In 1988, I accepted a joint position as an assistant director of the Science Museum, and as a professor of the public understanding of science at Imperial College London. It was the latter title, of course, that caught people’s attention.
One day, I was a lecturer at the University of Oxford, working on a national survey of public perceptions of science; the next, I was a leading authority on anything and everything to do with the public face of science and technology. Suddenly journalists called with all kinds of questions: What were my opinions about “cold fusion,” genetically modified foods, mad cow disease? What did I think about the supposedly parlous state of science education in British schools? After a few early missteps, I quickly learned to think twice before answering questions on the phone.
Twenty years later, Marcus du Sautoy was appointed to the Charles Simonyi Professorship for the Public Understanding of Science at Oxford, and to judge by his new book, he had a similar experience. “It often makes me laugh,” he writes about the exalted title he holds, and adds, “There seems to be a belief that with such a title I should know it all.” He recounts how the announcement of the 2009 Nobel Prize in Physiology or Medicine for the discovery of “how chromosomes are protected by telomeres and the enzyme telomerase,” was followed — predictably, I would say — by a call from a journalist hoping for an explanation of the breakthrough.

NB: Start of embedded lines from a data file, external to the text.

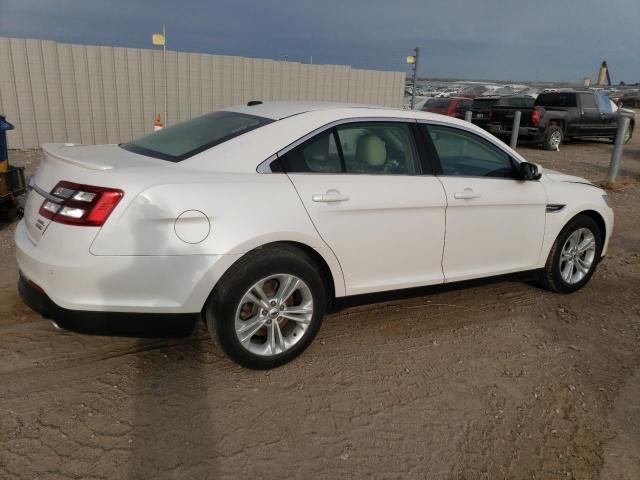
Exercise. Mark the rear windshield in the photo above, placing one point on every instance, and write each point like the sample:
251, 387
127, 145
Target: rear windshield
520, 101
556, 100
186, 139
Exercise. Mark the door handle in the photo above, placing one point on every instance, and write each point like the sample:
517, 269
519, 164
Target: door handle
330, 196
467, 194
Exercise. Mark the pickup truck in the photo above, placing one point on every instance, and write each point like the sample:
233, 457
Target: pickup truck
557, 116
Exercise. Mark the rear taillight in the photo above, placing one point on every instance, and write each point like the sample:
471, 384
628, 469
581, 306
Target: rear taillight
535, 117
83, 205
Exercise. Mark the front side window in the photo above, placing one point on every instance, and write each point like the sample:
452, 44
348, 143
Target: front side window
465, 154
381, 148
183, 140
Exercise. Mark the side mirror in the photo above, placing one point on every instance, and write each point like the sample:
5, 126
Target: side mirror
529, 171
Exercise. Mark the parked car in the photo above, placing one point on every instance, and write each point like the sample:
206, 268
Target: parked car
482, 106
452, 106
258, 218
557, 116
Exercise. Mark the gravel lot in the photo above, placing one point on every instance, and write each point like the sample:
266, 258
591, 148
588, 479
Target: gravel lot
502, 381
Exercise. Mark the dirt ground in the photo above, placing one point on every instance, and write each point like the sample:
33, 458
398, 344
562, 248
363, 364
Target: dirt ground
503, 381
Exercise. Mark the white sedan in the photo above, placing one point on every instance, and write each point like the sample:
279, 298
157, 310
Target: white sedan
259, 217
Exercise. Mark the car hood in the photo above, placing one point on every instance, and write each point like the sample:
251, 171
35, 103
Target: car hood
97, 157
555, 176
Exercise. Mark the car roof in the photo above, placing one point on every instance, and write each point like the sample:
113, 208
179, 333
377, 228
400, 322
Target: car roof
280, 110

“Biology,” du Sautoy writes, “has never been my strong point, but I was sitting in front of my computer screen and so I’m embarrassed to admit I got the Wikipedia page up on telomeres and, after a quick scan, proceeded to explain.”
How I wish we’d had Wikipedia back in the early 1990s, when I needed it most! But on second thought, how glad I am that we didn’t: The temptation to become an instant expert on everything under the sun would surely have been too great to resist. To be fair to du Sautoy, though, his is an honestly self-deprecating story. Nowhere in this book does he come across as a know-it-all. On the contrary, he’s at pains to emphasize that no one can know it all: first, for the obvious reason that the sum of scientific knowledge is too vast for any one person to master; and second, for the not-so-obvious reason that some things — interesting things, intriguing things, perhaps even important things — appear to lie beyond our collective ability ever to find out.
The context for “What We Cannot Know” is significant. Du Sautoy is not the first holder of the Simonyi Chair. That honor goes to Richard Dawkins, for whom the Chair was created in the mid-1990s. As is now well known, Dawkins soon gave up teaching to devote himself wholeheartedly to writing and public speaking; within a decade, he had become both the U.K.’s best-known public intellectual and the world’s most famous atheist.
Not surprisingly, perhaps, when Dawkins retired from the Simonyi Chair in 2008, Oxford decided to appoint a rather different kind of successor. The news article in The Guardian bore the bracing headline “Popular face of maths to succeed godless Dawkins,” and the reporter, Alok Jha, cheerily began, “Stepping into the shoes of Richard Dawkins could be intimidating for some: not so for Marcus du Sautoy.” Noting that du Sautoy was “keen to steer his own path,” Jha quoted him as follows: “I’m bracing myself for everyone asking me if I believe in God or not…But my focus is mainly on trying to excite people about science, why I do it, how it impacts on your life”.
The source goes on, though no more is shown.